Foi justamente por isso que “Around the Sun” acabou se tornando um dos discos mais controversos da carreira do trio. Recebido com críticas divididas, o álbum passou anos sendo apontado como um dos trabalhos mais fracos da banda. Com o tempo, porém, muitos fãs passaram a enxergá-lo sob uma nova perspectiva, valorizando sua atmosfera melancólica e suas letras reflexivas.

Um retrato de um mundo em crise

As gravações aconteceram em um período marcado pelas consequências dos atentados de 11 de setembro, pela Guerra do Iraque e por um clima de forte polarização política nos Estados Unidos.

Embora Michael Stipe evitasse transformar o disco em um manifesto explícito, boa parte das letras reflete esse contexto. Faixas como “Final Straw”“The Outsiders” e “Aftermath” abordam incertezas, conflitos e a sensação de desgaste vivida naquele momento.

Um som mais contido

Diferentemente da energia de “Monster” ou da experimentação de “Up”“Around the Sun” aposta em um ritmo mais lento e contemplativo.

Os arranjos privilegiam teclados, guitarras discretas e uma produção bastante polida, criando um clima constante de introspecção. Essa escolha dividiu opiniões: enquanto parte da crítica elogiou a maturidade do disco, outra considerou a produção excessivamente contida e sem a urgência característica dos melhores trabalhos do R.E.M.

“Leaving New York” virou o grande destaque

Entre todas as músicas do álbum, “Leaving New York” foi a que recebeu maior reconhecimento.

A faixa se tornou o principal single de “Around the Sun” e continua sendo uma das canções mais lembradas dessa fase da banda. Outras músicas, como “Electron Blue”“Wanderlust” e “The Outsiders”, esta última com participação de Q-Tip, do A Tribe Called Quest, também mostraram o interesse do R.E.M. em experimentar novas sonoridades.
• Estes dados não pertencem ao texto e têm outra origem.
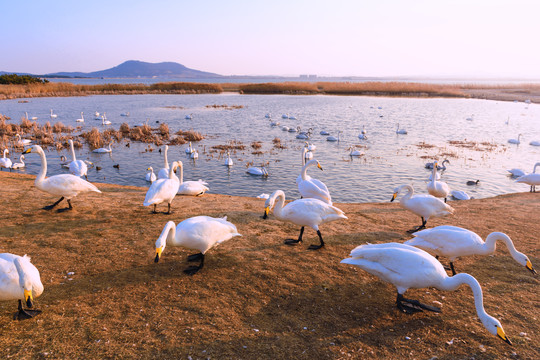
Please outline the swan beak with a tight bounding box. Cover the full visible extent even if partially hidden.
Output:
[497,326,512,345]
[154,247,163,262]
[525,260,537,275]
[24,289,33,307]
Um disco que a própria banda passou a questionar

Curiosamente, os integrantes do R.E.M. também demonstraram insatisfação com o resultado final.
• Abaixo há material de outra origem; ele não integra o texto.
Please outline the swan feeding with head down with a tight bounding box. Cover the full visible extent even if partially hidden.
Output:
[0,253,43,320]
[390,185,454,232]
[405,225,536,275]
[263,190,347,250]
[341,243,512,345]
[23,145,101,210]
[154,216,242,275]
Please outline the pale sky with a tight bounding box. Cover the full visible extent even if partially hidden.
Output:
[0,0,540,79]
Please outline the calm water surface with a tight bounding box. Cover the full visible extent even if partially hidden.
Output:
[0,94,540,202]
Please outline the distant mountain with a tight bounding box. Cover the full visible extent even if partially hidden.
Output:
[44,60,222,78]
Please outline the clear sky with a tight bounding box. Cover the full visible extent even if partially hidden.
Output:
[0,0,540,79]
Em entrevistas posteriores, Peter Buck afirmou que o álbum poderia ter sido mais direto e energético, enquanto Mike Mills comentou que a produção acabou deixando as músicas excessivamente lentas. Essa autocrítica influenciou o disco seguinte, “Accelerate” (2008), que representou uma volta ao rock mais urgente e cheio de guitarras.
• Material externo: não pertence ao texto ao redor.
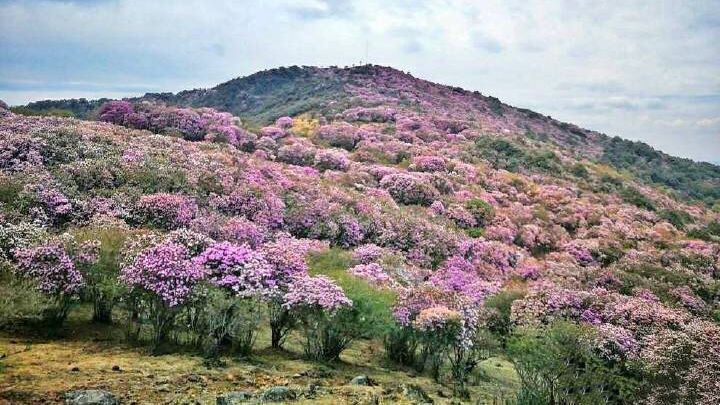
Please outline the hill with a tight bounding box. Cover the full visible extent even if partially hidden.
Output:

Um álbum que envelheceu melhor do que parecia

Mais de vinte anos depois, “Around the Sun” continua dividindo opiniões, mas também passou a receber uma reavaliação por parte dos fãs.

O que antes era visto apenas como um álbum lento hoje é percebido por muitos ouvintes como um trabalho maduro, introspectivo e coerente com o momento vivido pela banda e pelo mundo. Talvez ele nunca ocupe o mesmo lugar de clássicos como “Automatic for the People”, mas permanece como um dos discos mais interessantes e incompreendidos da fase final do R.E.M.